Let me offer a definite trend for the 2022 high school football season: If you ran track last spring, you’re probably doing quite well. All those electrifying sprinters from March, April and May aren’t worried what stopwatches are saying right now. They’re scoring touchdowns, running away from defenders and using their explosiveness to make life miserable for receivers.
Take the case of Rowan Heidt, a 100-meter runner for Oak Park High and three-sport athlete with a 4.6 grade-point average. He ran for 150 yards against Ventura Buena, 106 yards against Calabasas and 172 yards against Brentwood.
“When I get the ball and see a hole, track helped my explosiveness,” he said. “I definitely feel faster.”
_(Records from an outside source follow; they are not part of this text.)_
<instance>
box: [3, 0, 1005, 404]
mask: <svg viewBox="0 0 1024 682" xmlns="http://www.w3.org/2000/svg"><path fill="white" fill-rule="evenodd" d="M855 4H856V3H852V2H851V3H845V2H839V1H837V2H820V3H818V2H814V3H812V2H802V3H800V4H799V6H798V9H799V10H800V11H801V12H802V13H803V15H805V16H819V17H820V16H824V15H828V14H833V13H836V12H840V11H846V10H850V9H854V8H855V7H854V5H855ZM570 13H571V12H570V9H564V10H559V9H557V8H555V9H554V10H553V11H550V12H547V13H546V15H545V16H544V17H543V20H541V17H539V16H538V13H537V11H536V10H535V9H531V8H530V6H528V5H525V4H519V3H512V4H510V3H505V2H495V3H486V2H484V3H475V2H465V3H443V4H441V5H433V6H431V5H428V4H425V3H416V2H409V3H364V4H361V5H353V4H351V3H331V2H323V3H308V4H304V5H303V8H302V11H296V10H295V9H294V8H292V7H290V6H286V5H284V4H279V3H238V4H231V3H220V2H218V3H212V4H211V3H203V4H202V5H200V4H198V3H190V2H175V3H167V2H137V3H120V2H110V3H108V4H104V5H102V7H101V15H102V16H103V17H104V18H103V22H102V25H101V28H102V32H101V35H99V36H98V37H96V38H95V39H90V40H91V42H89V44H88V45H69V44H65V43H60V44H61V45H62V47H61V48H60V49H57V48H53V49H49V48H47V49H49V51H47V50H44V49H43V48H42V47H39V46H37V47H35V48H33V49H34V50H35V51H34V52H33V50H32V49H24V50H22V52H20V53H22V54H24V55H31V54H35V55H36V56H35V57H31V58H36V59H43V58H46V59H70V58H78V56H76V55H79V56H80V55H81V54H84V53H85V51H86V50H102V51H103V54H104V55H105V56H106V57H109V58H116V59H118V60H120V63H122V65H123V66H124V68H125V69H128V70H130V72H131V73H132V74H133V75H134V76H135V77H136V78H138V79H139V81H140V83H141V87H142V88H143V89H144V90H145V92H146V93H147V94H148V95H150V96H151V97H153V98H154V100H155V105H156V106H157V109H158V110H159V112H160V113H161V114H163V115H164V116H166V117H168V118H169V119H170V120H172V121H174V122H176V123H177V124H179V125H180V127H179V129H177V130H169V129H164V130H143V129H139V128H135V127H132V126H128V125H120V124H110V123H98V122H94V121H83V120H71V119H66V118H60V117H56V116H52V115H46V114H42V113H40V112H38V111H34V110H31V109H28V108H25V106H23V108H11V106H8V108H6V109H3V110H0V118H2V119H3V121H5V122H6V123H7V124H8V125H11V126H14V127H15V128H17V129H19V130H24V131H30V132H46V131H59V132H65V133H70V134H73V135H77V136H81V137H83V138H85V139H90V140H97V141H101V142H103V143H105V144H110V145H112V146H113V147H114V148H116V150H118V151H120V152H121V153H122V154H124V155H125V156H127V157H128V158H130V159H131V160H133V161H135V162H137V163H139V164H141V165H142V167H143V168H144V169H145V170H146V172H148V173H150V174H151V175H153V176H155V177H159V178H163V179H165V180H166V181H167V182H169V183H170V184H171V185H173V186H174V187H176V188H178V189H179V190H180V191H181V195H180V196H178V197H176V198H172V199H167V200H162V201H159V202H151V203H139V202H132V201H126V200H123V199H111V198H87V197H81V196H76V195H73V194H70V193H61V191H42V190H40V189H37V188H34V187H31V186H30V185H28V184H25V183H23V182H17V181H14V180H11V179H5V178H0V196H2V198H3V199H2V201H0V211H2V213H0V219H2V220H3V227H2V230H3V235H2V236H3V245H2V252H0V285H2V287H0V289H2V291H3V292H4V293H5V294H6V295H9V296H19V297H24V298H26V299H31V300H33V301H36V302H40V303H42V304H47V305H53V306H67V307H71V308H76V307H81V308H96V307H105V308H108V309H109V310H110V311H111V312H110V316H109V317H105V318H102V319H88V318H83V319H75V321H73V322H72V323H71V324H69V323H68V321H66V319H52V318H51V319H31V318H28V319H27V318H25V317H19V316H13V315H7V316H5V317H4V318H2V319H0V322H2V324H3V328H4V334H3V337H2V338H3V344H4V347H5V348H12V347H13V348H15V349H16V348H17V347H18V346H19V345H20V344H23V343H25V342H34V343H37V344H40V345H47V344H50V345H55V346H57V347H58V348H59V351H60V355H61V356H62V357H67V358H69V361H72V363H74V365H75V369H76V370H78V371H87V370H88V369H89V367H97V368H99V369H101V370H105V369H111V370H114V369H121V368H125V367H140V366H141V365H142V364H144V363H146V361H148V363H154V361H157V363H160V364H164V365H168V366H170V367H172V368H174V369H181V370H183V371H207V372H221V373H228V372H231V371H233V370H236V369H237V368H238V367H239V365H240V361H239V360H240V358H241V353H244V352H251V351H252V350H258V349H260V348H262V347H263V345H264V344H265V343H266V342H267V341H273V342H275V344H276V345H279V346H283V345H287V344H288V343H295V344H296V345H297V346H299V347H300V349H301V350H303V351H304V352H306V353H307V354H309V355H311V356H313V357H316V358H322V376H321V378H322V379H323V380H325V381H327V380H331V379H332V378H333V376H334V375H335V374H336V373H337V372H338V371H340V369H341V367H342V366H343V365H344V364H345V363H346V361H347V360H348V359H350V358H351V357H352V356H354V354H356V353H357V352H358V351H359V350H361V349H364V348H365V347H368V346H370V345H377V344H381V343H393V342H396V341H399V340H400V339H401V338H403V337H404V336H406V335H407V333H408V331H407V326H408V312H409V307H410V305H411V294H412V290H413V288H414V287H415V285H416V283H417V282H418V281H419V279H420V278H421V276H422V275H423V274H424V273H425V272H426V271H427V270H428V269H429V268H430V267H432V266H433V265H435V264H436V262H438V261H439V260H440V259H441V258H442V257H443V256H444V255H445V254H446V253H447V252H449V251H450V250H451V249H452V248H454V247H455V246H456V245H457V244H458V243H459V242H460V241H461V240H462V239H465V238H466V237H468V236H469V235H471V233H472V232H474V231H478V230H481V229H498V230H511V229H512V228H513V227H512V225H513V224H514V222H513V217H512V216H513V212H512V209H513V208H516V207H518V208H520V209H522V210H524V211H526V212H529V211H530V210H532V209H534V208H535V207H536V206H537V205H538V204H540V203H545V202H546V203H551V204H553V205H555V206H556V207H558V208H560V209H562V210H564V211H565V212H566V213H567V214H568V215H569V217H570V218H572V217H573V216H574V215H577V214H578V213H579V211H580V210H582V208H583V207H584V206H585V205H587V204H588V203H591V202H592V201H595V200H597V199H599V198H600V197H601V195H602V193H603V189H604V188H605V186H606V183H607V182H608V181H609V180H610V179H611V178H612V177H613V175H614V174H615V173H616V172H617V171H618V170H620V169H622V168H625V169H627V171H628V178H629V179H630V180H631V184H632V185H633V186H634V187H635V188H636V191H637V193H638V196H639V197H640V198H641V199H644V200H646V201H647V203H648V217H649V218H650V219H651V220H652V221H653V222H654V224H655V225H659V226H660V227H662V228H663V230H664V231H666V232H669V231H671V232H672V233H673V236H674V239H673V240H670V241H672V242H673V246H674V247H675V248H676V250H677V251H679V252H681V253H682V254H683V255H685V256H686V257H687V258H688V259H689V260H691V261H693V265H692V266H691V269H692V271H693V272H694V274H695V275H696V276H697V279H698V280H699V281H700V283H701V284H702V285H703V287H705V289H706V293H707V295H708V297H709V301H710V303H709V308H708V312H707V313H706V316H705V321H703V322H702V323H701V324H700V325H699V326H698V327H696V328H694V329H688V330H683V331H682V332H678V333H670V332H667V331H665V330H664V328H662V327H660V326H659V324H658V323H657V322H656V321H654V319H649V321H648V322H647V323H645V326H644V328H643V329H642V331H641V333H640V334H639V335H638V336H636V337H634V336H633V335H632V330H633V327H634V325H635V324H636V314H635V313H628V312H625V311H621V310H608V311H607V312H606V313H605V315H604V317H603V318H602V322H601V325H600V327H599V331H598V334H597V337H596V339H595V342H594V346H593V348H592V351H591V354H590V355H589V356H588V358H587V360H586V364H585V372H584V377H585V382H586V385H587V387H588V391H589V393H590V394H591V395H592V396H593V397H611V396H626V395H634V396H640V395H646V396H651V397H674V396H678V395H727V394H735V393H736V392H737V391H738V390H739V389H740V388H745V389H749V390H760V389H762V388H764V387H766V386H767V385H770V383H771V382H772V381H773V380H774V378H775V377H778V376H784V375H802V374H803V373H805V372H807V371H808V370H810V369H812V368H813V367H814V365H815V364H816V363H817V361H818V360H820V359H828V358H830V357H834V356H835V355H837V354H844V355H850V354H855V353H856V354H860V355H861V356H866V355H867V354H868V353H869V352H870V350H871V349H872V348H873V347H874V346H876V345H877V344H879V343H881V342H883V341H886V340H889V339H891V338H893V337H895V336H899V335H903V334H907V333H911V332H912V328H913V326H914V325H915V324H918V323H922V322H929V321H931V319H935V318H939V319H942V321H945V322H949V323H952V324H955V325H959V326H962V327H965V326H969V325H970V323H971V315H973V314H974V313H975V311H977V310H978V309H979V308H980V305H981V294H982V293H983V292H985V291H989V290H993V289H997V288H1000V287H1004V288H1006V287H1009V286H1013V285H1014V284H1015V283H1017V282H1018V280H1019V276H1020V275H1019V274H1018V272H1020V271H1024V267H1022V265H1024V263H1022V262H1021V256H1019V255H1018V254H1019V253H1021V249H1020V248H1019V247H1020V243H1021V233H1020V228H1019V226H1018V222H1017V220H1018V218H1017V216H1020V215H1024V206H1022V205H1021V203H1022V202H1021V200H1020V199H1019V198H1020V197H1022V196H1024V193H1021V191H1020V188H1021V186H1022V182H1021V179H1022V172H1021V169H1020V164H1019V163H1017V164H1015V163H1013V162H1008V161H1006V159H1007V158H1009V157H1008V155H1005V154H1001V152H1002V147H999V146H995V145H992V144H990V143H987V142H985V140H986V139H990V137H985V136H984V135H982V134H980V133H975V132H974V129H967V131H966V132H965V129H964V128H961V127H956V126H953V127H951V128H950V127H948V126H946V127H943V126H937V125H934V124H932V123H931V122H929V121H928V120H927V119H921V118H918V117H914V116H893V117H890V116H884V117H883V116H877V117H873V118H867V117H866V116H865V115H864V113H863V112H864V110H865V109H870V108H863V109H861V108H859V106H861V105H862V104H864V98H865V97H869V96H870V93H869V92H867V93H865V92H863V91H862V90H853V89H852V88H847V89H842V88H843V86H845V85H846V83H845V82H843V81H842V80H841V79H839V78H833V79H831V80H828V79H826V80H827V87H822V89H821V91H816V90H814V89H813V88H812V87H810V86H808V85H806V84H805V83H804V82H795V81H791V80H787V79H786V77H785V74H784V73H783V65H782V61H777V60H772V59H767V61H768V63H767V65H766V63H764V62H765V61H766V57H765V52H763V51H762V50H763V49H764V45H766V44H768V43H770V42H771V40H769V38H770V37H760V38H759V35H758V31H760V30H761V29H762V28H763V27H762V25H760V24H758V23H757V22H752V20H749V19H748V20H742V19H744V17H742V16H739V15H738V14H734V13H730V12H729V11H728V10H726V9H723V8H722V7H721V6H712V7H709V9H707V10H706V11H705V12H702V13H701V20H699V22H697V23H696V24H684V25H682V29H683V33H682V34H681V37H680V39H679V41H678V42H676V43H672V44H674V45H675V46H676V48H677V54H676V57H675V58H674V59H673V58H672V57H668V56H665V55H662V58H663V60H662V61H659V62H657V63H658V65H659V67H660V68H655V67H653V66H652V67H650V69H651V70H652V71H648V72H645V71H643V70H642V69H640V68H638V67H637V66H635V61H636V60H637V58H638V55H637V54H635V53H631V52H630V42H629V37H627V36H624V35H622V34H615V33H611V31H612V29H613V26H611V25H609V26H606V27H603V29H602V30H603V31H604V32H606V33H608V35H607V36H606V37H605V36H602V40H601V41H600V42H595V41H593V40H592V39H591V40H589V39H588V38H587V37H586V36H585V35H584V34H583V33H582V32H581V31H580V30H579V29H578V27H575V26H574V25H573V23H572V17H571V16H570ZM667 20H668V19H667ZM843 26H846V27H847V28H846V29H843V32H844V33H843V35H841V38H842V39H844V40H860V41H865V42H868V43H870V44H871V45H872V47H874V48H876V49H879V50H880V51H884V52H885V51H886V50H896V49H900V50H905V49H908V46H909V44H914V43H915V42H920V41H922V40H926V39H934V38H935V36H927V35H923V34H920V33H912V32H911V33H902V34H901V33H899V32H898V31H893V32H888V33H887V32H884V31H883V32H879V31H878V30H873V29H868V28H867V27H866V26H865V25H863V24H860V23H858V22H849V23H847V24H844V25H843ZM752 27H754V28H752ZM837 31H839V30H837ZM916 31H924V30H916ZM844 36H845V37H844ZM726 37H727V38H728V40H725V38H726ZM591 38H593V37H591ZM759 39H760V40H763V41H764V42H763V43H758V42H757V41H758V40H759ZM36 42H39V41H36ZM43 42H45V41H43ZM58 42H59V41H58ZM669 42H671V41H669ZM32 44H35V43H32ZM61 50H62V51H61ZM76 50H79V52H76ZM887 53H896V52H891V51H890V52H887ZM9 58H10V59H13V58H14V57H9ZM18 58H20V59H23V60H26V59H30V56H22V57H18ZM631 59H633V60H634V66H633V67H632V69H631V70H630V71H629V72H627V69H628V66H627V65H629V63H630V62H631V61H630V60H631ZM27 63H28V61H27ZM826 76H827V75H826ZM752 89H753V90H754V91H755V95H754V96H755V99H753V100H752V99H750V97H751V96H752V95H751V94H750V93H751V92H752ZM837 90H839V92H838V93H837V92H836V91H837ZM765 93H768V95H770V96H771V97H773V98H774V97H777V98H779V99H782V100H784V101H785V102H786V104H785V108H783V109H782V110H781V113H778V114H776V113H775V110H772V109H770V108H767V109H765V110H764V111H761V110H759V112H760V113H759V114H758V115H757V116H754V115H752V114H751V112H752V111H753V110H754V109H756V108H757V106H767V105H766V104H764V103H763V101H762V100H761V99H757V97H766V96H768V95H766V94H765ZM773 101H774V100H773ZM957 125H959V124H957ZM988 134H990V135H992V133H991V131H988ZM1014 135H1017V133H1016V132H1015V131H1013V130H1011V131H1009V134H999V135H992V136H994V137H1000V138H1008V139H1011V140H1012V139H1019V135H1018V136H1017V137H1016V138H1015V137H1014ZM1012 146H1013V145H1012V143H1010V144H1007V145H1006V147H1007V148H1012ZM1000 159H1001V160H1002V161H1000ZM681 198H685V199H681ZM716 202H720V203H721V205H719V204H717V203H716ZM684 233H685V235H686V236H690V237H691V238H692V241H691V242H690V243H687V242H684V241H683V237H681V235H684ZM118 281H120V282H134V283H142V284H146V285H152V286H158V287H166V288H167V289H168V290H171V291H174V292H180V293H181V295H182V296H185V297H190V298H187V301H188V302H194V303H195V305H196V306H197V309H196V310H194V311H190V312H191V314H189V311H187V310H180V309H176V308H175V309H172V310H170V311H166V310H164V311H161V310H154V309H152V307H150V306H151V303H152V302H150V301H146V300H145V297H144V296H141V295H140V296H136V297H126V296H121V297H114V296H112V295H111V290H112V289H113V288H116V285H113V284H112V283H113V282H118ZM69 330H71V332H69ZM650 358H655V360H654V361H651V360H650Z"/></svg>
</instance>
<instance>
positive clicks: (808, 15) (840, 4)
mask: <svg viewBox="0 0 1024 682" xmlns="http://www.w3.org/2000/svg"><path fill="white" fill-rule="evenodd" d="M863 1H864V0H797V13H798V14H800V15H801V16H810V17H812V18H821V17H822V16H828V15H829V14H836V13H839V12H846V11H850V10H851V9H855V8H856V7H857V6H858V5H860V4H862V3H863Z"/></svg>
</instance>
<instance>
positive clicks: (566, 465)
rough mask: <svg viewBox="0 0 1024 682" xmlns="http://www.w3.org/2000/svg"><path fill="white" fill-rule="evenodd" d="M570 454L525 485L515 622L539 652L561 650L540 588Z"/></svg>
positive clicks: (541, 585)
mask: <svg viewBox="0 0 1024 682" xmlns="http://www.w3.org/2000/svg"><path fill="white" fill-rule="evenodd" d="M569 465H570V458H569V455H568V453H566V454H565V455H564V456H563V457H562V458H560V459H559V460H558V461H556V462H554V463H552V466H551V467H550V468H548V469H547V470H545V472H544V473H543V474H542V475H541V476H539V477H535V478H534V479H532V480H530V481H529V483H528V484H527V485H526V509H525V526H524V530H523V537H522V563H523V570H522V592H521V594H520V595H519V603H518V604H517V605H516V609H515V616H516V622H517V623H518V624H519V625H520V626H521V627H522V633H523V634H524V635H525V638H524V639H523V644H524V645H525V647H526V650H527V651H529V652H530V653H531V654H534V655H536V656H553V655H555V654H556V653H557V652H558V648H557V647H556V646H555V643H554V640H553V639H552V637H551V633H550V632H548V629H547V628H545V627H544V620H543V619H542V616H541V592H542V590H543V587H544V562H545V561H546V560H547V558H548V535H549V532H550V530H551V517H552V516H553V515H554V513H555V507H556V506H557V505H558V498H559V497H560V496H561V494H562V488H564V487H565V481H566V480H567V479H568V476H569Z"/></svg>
There’s junior Jordan Washington of Long Beach Jordan. He burst on the track scene as a sophomore by running a 10.31 seconds for 100 meters. He’s been a blur in football with a couple long runs this season. Catch him if you can, but often you can’t. Instead of wasting his time with seven-on-seven competitions, his ability to get faster and faster through track has made him unique.
“Track really helped me improve my level of game on a whole [other] level,” he said. “Gave me good core strength, all power from the feet. Not only did it give me tremendous amount of speed, but it taught me how to constantly use it. Players learn to breathe better from technique, which helps us last longer on the field.”
Of course, there’s the fastest teenager in America, defensive back Rodrick Pleasant of Gardena Serra. He set a state record at 100 meters at 10.14. On his first play of the season, he returned an interception for a touchdown. He scored his first touchdown on offense last week but is just warming up when it comes to unleashing his speed.
“I’m planning to get a pick,” he said of his matchup against Downey Warren quarterback Nico Iamaleava on Friday night.
The No. 1 team in Southern California, Santa Ana Mater Dei, has football players running for the school’s sprint relay team.
Speed matters in track and football.
“The secret is out at Mater Dei and more places too,” said Sam Collins, one of Mater Dei’s track coaches. “All the parents from football are seeking me out to get info on getting on the track team.”
There’s nothing surprising or new about track and field helping football players add to their skills. Almost every year, NFL draft picks have extensive backgrounds as multiple-sport athletes. A 2020 survey from Trackingfootball.com found that 143 NFL players (56%) participated in track and field.
“If you wanna be a better football player, you must run track,” Washington said. “It will separate you from the others, as all these great athletes this year is showing.“
Granada Hills’ Dijon Stanley, the fastest returning 400-meter runner in the state with a scholarship awaiting him at Utah, had nine carries for 170 yards in his only appearance this season, including a long run of 56 yards.
It’s like a mini-track meet watching all these players unleash their explosive speed.
Heidt’s best 100 time doesn’t match Washington or Pleasant. He ran 11.2 but his speed is having an impact for the 3-0 Eagles. He has two touchdown runs beyond 50 yards.
“I love to assert physicality early in games and make them not want to tackle. That’s when I start opening the speed around the edge,” said the 6-foot, 210-pound senior.
So are we watching track athletes playing football or football players running track?
“It’s about honing,” Heidt said. “Track athletes playing football you notice them running past people. With Pleasant, you know he’s running track when he’s on the football field. That’s next-level speed.”
Heidt said explosiveness is learned in the spring when getting out of starting blocks and being taught techniques how to run and move arms in unison.
“The track guys are really good football players and athletes,” Pleasant said.
Yes, it’s trend you can see every Friday night this fall.